Dream Job

When testing his new Gale Force launched coaster at Playland’s Castaway Cove in Ocean City, New Jersey, owner Scott Simpson loads the train with test dummies. I’ve always wanted to be a test dummy, so asked Scott if I might take one of their places. That’s me pictured on the left, the one without the sun glasses.

 

Test dummies are important. They are filled with water to approximate the weight of a passenger, and are then sent through the entire ride. They do not complain, and they do not get motion sickness. Well, I thought I could do that job. I was filled with something from the night before, climbed aboard, did not complain, and did not become nauseous. I did get bumped around a bit, but that’s to be expected on a roller coaster, especially a prototype coaster like Gale Force.

 

A prototype? Yes, indeed. Gale Force is the world’s first S&S LSM Triple Launch El Loco Coaster. It offers visitors to the Jersey Shore an exciting and unique high-powered ride experience. The ingenious design of the three launches (one forward, one backward, and a final forward launch at 64 mph (103 kph) provides an exciting ride experience on a coaster that has a very small footprint. S&S has packed the ride design with many elements, including a 125-foot (38 m) crest, the pure rush of a 100° down drop at 59 mph (95 kph), a 180° twisting climb, an off-camber dive drop, a corked roll, a top hat twist, and a raven dive. It has a relatively short ride time (1 minute) and single train (12 passengers), which makes it a perfect fit for this seaside park. The new triple-launch version of El Loco is even more vertical and compact than the original El Loco that debuted in 2008 at Indiana Beach with a traditional lift hill and a horizontal layout.

 

Gale Force squeezes a lot of thrills into a very tight space. The triple launch, both forwards and backwards over the same section of track, is one that test dummies can do that with impunity. With space at a premium on the boardwalk location, every square foot, or square meter, counts. To increase the level of claustrophobia, Simpson asked Fred Miler to build another coaster wrapped around Gale Force, which he dubbed Wild Waves. Then, because there was still room to breath, he shoehorned Whirlwind, an SBF Visa Compact Spinning Coaster, next to it. The result is the densest collection of roller coaster track I’ve ever seen. But if you enjoy riding coasters and don’t like walking long distances, this is pig heaven.

 

Eventually it was time to remove the test dummies, including me, and let real people ride.
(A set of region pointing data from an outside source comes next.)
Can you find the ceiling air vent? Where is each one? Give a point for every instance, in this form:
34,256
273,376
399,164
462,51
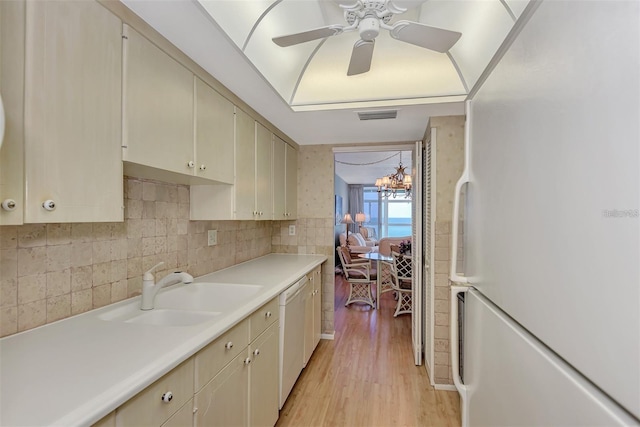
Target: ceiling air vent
377,115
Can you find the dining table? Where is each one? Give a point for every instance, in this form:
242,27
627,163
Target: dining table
377,257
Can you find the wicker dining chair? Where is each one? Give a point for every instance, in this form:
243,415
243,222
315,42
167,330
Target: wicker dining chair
402,282
361,277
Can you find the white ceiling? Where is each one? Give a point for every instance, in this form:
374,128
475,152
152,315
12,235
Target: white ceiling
275,81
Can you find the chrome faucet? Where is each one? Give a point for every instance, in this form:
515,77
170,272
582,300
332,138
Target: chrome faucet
150,288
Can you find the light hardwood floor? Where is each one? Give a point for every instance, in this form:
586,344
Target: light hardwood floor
366,376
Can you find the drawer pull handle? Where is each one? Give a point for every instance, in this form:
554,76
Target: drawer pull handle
9,205
49,205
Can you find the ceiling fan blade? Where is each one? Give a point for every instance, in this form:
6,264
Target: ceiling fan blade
307,36
361,57
425,36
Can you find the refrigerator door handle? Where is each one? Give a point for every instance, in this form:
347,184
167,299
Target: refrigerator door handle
455,351
453,274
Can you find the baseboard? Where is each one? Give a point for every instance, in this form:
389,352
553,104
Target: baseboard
330,336
447,387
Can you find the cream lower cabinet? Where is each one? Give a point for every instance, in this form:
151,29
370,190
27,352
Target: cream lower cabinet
317,305
233,381
160,401
61,83
223,400
263,378
313,313
244,391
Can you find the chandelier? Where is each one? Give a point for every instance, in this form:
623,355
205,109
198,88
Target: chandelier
390,185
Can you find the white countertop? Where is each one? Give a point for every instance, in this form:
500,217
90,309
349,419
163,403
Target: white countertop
77,370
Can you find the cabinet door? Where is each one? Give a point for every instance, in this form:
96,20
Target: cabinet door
224,400
317,306
73,61
264,202
214,134
308,322
148,408
158,107
291,182
182,418
245,183
279,179
263,379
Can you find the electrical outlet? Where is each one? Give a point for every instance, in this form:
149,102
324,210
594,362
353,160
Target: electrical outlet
212,237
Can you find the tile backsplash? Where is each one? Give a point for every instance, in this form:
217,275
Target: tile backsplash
52,271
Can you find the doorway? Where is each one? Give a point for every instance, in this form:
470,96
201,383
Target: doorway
361,165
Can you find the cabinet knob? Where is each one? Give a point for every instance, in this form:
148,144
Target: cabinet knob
49,205
166,397
9,204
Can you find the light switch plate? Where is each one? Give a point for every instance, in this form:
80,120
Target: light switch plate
212,237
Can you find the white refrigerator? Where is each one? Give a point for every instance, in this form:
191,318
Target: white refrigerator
547,232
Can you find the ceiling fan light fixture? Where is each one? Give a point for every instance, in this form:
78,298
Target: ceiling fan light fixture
369,28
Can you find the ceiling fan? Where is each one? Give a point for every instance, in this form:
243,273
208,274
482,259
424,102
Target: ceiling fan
368,16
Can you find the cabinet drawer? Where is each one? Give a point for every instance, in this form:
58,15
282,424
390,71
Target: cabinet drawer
260,320
148,409
211,359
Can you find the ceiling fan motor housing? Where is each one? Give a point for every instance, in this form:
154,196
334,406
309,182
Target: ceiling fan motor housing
369,28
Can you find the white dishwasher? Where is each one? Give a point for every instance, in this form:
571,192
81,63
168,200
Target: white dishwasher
291,337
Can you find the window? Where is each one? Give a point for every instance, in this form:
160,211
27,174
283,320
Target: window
390,217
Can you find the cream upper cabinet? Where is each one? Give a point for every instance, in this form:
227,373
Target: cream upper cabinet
249,198
291,184
264,202
214,127
72,113
279,179
245,183
285,180
158,119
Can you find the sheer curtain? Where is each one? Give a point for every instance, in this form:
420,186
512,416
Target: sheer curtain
356,204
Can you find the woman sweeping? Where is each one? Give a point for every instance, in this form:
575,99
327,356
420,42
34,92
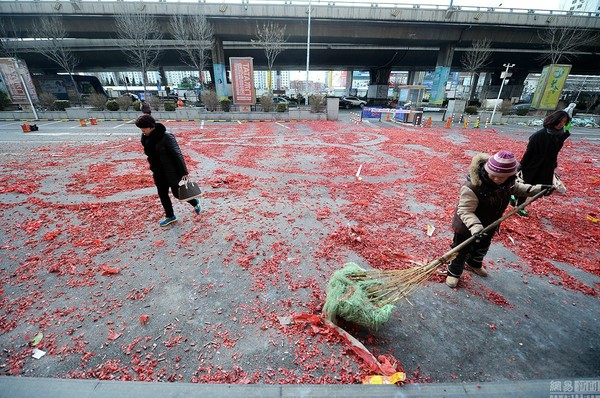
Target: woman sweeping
166,162
483,199
541,156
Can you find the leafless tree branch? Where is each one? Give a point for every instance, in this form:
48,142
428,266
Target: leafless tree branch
139,36
271,37
195,38
476,58
53,37
563,41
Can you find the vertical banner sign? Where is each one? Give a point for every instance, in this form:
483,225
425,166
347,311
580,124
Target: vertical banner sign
12,70
550,85
242,79
438,87
220,80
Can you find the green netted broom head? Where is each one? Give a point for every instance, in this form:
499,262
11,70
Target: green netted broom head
347,298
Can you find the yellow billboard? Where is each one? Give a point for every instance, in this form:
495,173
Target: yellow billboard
550,85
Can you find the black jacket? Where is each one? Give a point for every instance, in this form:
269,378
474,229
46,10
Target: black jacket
541,157
164,156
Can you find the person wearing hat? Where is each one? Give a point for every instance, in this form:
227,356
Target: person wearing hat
483,199
166,163
541,156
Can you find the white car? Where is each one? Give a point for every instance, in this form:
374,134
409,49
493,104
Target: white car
354,101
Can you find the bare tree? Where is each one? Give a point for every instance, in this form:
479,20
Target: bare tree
271,37
563,41
195,38
139,36
51,36
476,58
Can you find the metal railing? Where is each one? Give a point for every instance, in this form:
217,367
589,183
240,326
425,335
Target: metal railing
436,5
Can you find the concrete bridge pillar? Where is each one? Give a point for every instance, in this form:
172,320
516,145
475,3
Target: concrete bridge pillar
441,74
219,68
445,55
349,79
513,87
378,85
163,76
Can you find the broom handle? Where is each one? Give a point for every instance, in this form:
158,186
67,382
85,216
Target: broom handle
443,259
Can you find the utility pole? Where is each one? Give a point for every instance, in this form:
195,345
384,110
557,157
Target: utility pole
308,50
504,76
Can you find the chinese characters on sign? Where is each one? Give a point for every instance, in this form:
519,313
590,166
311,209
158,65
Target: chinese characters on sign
242,79
575,389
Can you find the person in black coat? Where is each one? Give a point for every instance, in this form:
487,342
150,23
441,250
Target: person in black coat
541,156
166,163
483,199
As I watched, everyone seemed to enjoy riding Gale Force. You could hear their screams of joy up and down the beachfront. Test dummies don’t scream; it’s not part of their job description. Real people do. So while being a test dummy was fun for a change, it’s more fun to ride with real people and then watch real people thrill to their coaster ride. That’s the best part of this job.